Skip to content

15 Comments

  1. Elizabeth Wilson
    05 February 2015 @ 12:01 pm

    Similar to a secret ballot, this technology may increase the likelihood of results that reflect the conscience of the voters. As Iseminger suggested, electronic voting can help ease the peer pressure and superior pressure that some delegates may feel. I think it’s a good idea.

  2. Pastor Ken Lockwood, Retired 2007
    06 February 2015 @ 8:51 pm

    Well-spoken, Elizabeth.

  3. Patricia Harvey
    07 February 2015 @ 3:33 am

    IF PEOPLE DO NOT REALISE THAT AS DELEGATE, THEIR DUTY IS TO stand for truth regardless of who is around, then the wrong person was chosen. Many of us are just spineless wonders and even in a church setting cannot stand for truth. God’s way is open and honest and from the time we began to operate in secret, we were in the devil’s territory. The trouble is, we persist in it at all times to the detriment of the church. Each man should be apprised of his responsibility to make BIBLICAL decisions and stand alone in doing so.

    • Elaine Nelson
      07 February 2015 @ 11:35 am

      What about lots that were thrown for decisions? That ws very secretive.

      • Pete
        09 February 2015 @ 4:42 am

        What is so ‘secretive’ about casting lots? All gathered beheld the casting of the lot and its result with their own eyes. There was absolutely nothing secretive about it. Let us not attempt to grasp at straws which do not exist simply because we disagree with an idea.

        Patricia is correct. Jesus was clear about transparence. He did not thing in secret. And if the delegates have no moral fibre and are able to be pressured and influenced simply because of a higher administrator’s position and favor, then these should be removed as they have failed the call for “men who cannot be bought or sold.” If we cannot vote openly with honesty, then any vote cast will bring harm to the global body.

  4. Patricia Harvey
    07 February 2015 @ 3:38 am

    The greatest want of the world [and the church]is a want of men; men who will not be bought or sold; men who are as true to duty as the needle is to the pole; men who will stand for truth though the heaven’s fall.
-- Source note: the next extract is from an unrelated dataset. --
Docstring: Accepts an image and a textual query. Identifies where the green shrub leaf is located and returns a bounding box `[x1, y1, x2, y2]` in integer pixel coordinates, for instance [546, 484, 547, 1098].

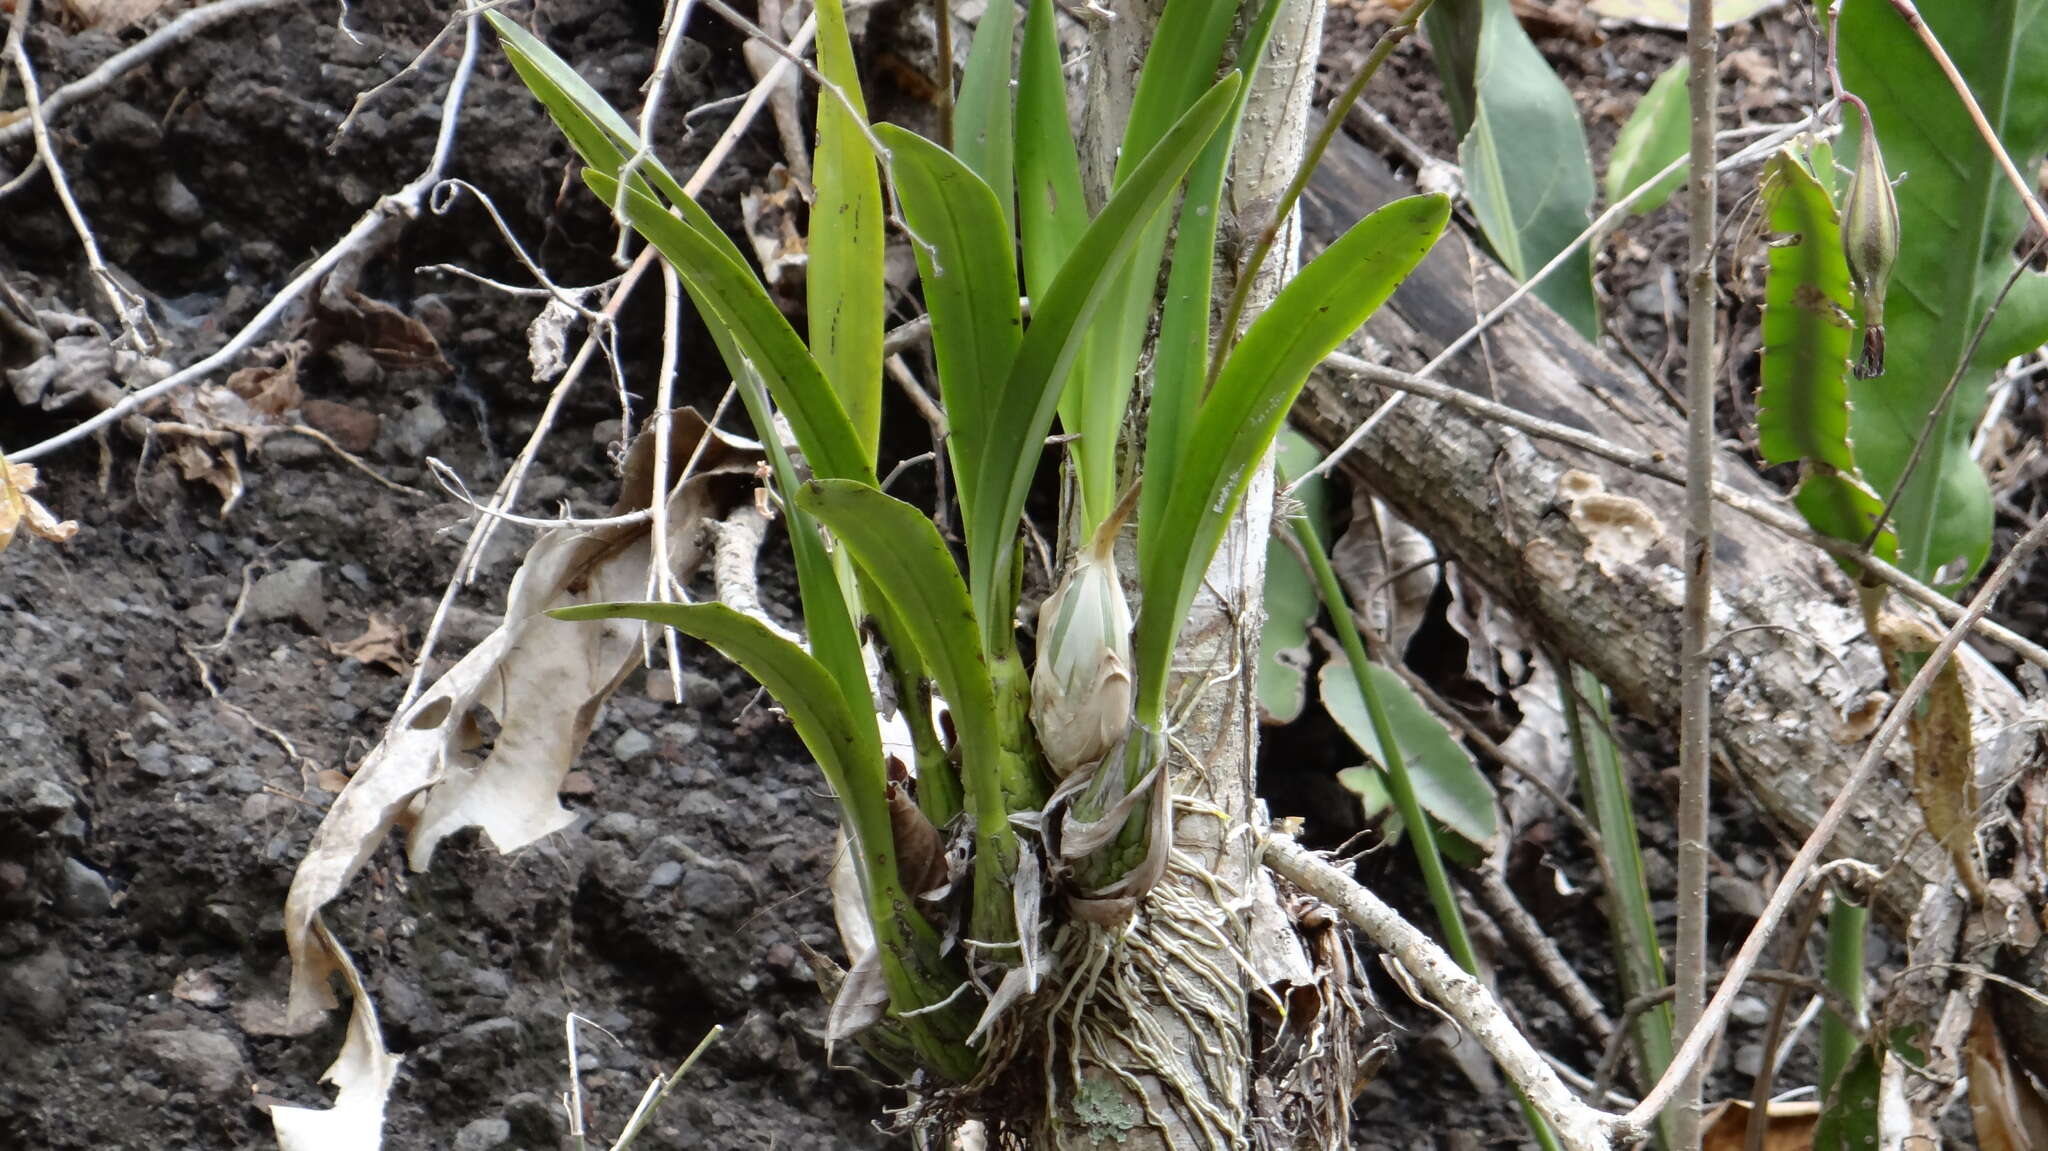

Sis. White. She was sooo right!!

    • Brad Litchfield
      07 February 2015 @ 6:34 pm

      Doesn’t this “greatest want of the world” speech come from Rudyard Kipling (sp?)??? Not EGW.

      • Ervin Taylor
        08 February 2015 @ 3:54 pm

        Mr. Litchfield is absolutely correct. At least, EGW or, more correctly, her editors were reading good literature at that time and “borrowing” good quotes.

        • Trevor Hammond [22oct1844]
          08 February 2015 @ 8:14 pm

          It is very rarely that Dr. Taylor will say that something is “absolutely correct.” So the onus is on him to prove that Rudyard Kipling said all the words in this “greatest want of the world” quote. Mr. Litchfield’s guessing on something like this should also be put to the test. Prove it sirs…that “Kipling” was the original author of the words quoted and that EGW’s “editors” “borrowed” from Kipling. As you are both so sure of this, it is very likely something that is very easy to prove. No?

  5. Les Sturgis
    07 February 2015 @ 10:10 am

    Great News that this will be used ! I have be a participant with this method at several national meetings and this works great.
    This will reduce the appearance of a delegate being cohearsted by others to vote a “certain” way and vote their “heart” on matters that will have great importance on the world-wide church. There will always be individuals / groups that are unhappy with the decision made, but we ALL will follow what WE as individuals believe is RIGHT and JUST !

    • Brad Litchfield
      07 February 2015 @ 6:47 pm

      It is about time! An e-voting system has been used for many years by the US House of Representatives,and it only has 435 voting members.

      However, the US Senate, with 100 members does not use e-voting. (I think Senate still has ceremonial brass spittoons; not needed for GC session, however.)

  6. RT1C
    07 February 2015 @ 9:28 pm

    Maybe each vote will be traceable to an individual and a record kept? Is there a reliable guarantee that this won’t happen? Will delegates trust it?

  7. Trevor Hammond [22oct1844]
    07 February 2015 @ 10:16 pm

    The prospective delegates should be allowed to make the decision on whether this form of voting should be used: 1] after they are fully briefed on the voting procedure, 2] how it works, and 3]making sure they know how to use the voting devices correctly. If this new e-vote process has delegates inadvertently making mistakes when voting takes place or leaving them confused for whatever reason, it will not be worth their while using this method.

    If the delegates aren’t allowed to decide, then Administrators should make pretty sure that the three points made above are properly carried out. The last thing we would want is to have the voting turn out to be a farce.

  8. George Tichy
    08 February 2015 @ 8:46 am

    Are the hackers done with their work yet? … LOL

  9. Oliver Smith
    09 February 2015 @ 5:00 am

    The problem is not an eventually glitch of electronic devices, but the way the GC delegates are chosen.